PropertyData type / notesCardinality
foaf:namerdf:langString — the organization or person name1..n (one per language)
foaf:nickAlternate name (publisher only)0..n
dct:identifierIdentifier (publisher only)0..1
foaf:mboxEmail address as a literal (publisher only)0..1
owl:sameAsEquivalent entity IRI (publisher only)0..n

Registration

The shapes below describe how the register tracks registrations themselves – not the public dataset description that consumers query.

schema:EntryPoint

Any URL registered by clients is added as a schema:EntryPoint to the Registrations graph.

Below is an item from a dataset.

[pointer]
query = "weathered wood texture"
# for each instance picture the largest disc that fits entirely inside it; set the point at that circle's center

Datasets are fetched from this URL on registration and when the crawler runs.

PropertyDescription
schema:additionalTypeComputed registration status:
  • <https://data.netwerkdigitaalerfgoed.nl/registry/valid> — fetched and passed SHACL validation
  • <https://data.netwerkdigitaalerfgoed.nl/registry/invalid> — fetched but failed SHACL validation; see schema:validUntil
  • <https://data.netwerkdigitaalerfgoed.nl/registry/gone> — could not be fetched as a dataset description. Covers HTTP error responses (≥ 300) and non‑HTTP failures: parse errors, unrecognised content types, and URLs that returned 200 but contained no dataset triples.
schema:datePostedUTC datetime when the URL was registered.
schema:dateReadUTC datetime when the URL was last read by the application. The crawler updates this value when fetching descriptions.
schema:statusThe HTTP status code last encountered when fetching the URL.
schema:validUntilIf the URL has become invalid, the UTC datetime at which it did so.
schema:aboutThe schema:Datasets found at this URL. A registration URL may describe a single dataset (one entry) or a catalog of multiple datasets (multiple entries). The crawler updates this value when fetching descriptions.

schema:Dataset

Each dataset that is found at the schema:EntryPoint registration URL gets added as a schema:Dataset to the Registrations graph.

PropertyDescription
schema:dateReadUTC datetime when the dataset was last read by the application.
schema:subjectOfFrom which registration URL the dataset was read.

schema:Rating

A separate named graph keeps a schema:Rating instance for each dataset description, indicating how complete the description is. Reach it from a dataset via the schema:contentRating property.

PropertyDescription
schema:bestRatingThe highest possible rating.
schema:worstRatingThe lowest possible rating.
schema:ratingValueRating for the dataset description.
schema:ratingExplanationExplanation for the rating: which properties are missing?

Allow list

A registration URL must be on a domain that is allowed before it can be added to the Register. The allow list lives in the https://data.netwerkdigitaalerfgoed.nl/registry/allowed_domain_names RDF graph. Each entry is a blank node with a single property:

PropertyDescription
https://data.netwerkdigitaalerfgoed.nl/allowed_domain_names/def/domain_nameLiteral: either a registrable domain (example.com) or a specific subdomain (sub.example.com). A registrable domain implicitly covers all its subdomains.

To modify the allow list, use the REST API (POST /allowed-domains); the SPARQL endpoint is read-only.